5/10
The Black-Market
18 May 2006
Warning: Spoilers
An interesting but ultimately average melodrama where manufacturers of counterfeit medicinal products make an idealistic girl who works at a pharmacy to be the innocent bystander who pays the price. This was the sort of ultra-gritty movies that Warner Bros. was churning out a mile a minute, and for the lack of gloss and nifty cinematic presentation they made up for in droves with the subject matters they took on -- something no one was doing at the time. It's surprising that the Code didn't step in to evaluate this crime-drama, but given the fact that any bad behavior is more or less curtailed and there is an obvious moral to the story, the end-result was this short little B-movie.

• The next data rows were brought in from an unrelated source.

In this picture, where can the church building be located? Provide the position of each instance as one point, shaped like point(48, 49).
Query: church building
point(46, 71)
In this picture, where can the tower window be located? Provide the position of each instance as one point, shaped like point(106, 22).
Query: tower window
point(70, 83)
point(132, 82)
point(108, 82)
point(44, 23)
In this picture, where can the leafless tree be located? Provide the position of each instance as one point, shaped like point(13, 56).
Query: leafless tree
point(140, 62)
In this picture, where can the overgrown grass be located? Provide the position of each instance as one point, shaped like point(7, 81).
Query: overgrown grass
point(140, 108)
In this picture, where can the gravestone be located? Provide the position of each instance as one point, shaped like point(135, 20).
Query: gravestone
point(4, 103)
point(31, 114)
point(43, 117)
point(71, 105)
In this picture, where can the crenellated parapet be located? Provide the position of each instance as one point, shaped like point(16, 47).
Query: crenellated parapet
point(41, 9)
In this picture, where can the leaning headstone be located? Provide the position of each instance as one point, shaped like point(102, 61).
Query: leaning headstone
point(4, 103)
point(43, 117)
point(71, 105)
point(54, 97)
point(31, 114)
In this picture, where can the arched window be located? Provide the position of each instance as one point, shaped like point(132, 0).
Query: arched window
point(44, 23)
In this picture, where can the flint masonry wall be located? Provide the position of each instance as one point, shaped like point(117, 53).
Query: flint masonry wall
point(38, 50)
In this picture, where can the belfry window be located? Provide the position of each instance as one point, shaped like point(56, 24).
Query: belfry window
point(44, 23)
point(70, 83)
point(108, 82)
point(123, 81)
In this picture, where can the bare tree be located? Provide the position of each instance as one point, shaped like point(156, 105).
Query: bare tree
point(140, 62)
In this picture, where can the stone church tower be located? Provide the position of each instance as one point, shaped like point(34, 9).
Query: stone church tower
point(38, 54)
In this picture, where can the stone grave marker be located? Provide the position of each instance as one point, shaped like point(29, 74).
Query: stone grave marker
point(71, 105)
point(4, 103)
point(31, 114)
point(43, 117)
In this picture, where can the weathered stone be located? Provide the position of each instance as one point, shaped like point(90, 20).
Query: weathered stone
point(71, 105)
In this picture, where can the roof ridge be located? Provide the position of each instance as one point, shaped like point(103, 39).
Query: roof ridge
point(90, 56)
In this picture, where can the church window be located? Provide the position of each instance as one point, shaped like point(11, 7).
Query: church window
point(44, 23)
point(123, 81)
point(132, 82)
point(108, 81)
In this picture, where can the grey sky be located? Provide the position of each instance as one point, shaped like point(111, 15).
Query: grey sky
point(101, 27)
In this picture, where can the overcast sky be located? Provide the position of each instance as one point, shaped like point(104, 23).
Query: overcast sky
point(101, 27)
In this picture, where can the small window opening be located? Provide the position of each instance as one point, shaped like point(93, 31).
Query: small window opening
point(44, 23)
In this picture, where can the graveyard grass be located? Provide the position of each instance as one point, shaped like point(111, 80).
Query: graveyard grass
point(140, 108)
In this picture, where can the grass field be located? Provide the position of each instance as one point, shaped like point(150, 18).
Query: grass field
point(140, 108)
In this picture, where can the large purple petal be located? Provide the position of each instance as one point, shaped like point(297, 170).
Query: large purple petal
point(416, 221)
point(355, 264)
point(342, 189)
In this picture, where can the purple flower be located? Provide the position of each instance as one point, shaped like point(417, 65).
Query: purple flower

THE BIG SHAKEDOWN is, as much of the movies of its time from Warners, a bare-bones plot that moves quite rapidly and focuses less on the actors than on getting from point A to point B in breakneck time. Some mildly disturbing scenes involve a vat of hydrochloric acid and a man falling into it, and Bette Davis' rather bland reaction to her character's miscarriage (and her unbelieably swift ability to bounce back, as if nothing had happened). It's a hoot (for me) to watch Glenda Farrell play her usual gangster's moll as she burns a path right down her lines -- the woman definitely had some talent in being able to enunciate just under four hundred words a minute!